In A Passage (Granary Books, 1994), Buzz Spector printed the same passage of text on every page of a 181-page book that was bound in a conventional manner. Spector then tore sequential vertical strips of increasing width from each page, so that the first page was a very narrow strip, the second slightly wider, the third wider still and so on, through the book. When closed and viewed from the spine side, A Passage looks like a regular book, but viewed from the side, the book slopes down, in a wedge shape, as if it has collapsed.
If we open the book and look from above, the effect is complex. The integrity of the text is maintained: we can just about read the whole passage: a fragment of a story about an old friend from Hebrew school visiting Spector, and Spector showing him his altered book. But we are reading the passage across the 181 torn strips, as the book plunges down. It feels as if we are reading one page, and hundreds of pages, at the same time.
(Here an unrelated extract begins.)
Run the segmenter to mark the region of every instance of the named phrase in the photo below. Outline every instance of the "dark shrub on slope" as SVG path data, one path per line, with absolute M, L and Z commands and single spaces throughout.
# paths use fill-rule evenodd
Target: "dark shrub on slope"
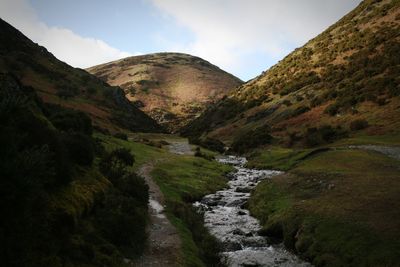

The page (like the work) is titled ‘A PASSAGE’, which suggests a generic piece of text that could be any book. ‘A Passage’ refers both to a chunk of text that exists the surface of a page – a passage from a story – and also the sense of moving through something, of tunnelling. This flickering between surface and depth is one of the reasons why the book is interesting. It’s also interesting because the tearing out of pages doesn’t (as we might expect) make the passage illegible – we can still read it. But, at the same time, neither can we get beyond it. If we tear out a page from the book we are reading in the hope of reaching something beneath, the next instalment of the story or something more truthful or revelatory, then those graspings for progress are frustrated in Spector’s book.
"A Passage" like many of Buzz Spector's works makes me think of the passage of time it took to create it as well as its play with the time it takes to experience the work. It flickers through time as well as the surface and depth you mention. He does something similar and slyly -- but in reverse "to the reader" -- in "Between the Sheets", where all the text appears inside uncut folios. At some point, it dawns on the reader that the author is challenging him or her with a dilemma and dual puzzle. Do I try to read this work by peeking between the sheets, or do I alter it by cutting the pages? What constitutes the work of art? What constitutes the act of experiencing/reading it? Thanks for another chance to enjoy this sly and challenging artist.
A Passage, but also Altered K (2015) and Altered LeWitt (1985), shows what a critical art that stems from the cultural significance and history of the book can be. Through an integration between the codex form, the materiality of the book and the page, and the torn pages, A Passage asks essential questions about ‘the book’ as concept and form, as well as about the practices bound with it. One of the questions concerns the reading experience of it: are we to read it or look at it? Other, about the technique of the body: how do we activate the body when we encounter the work? Or in Spector’s very poetic and evocative own words, while deliberating on the practice to be adopted when encountering an artist's book: “We dress up to go out and look at art; undress, in bed, we read.” [Buzz Spector, The Book Maker’s Desire, (Pasadena: Umbrella Editions, 1995), 16.]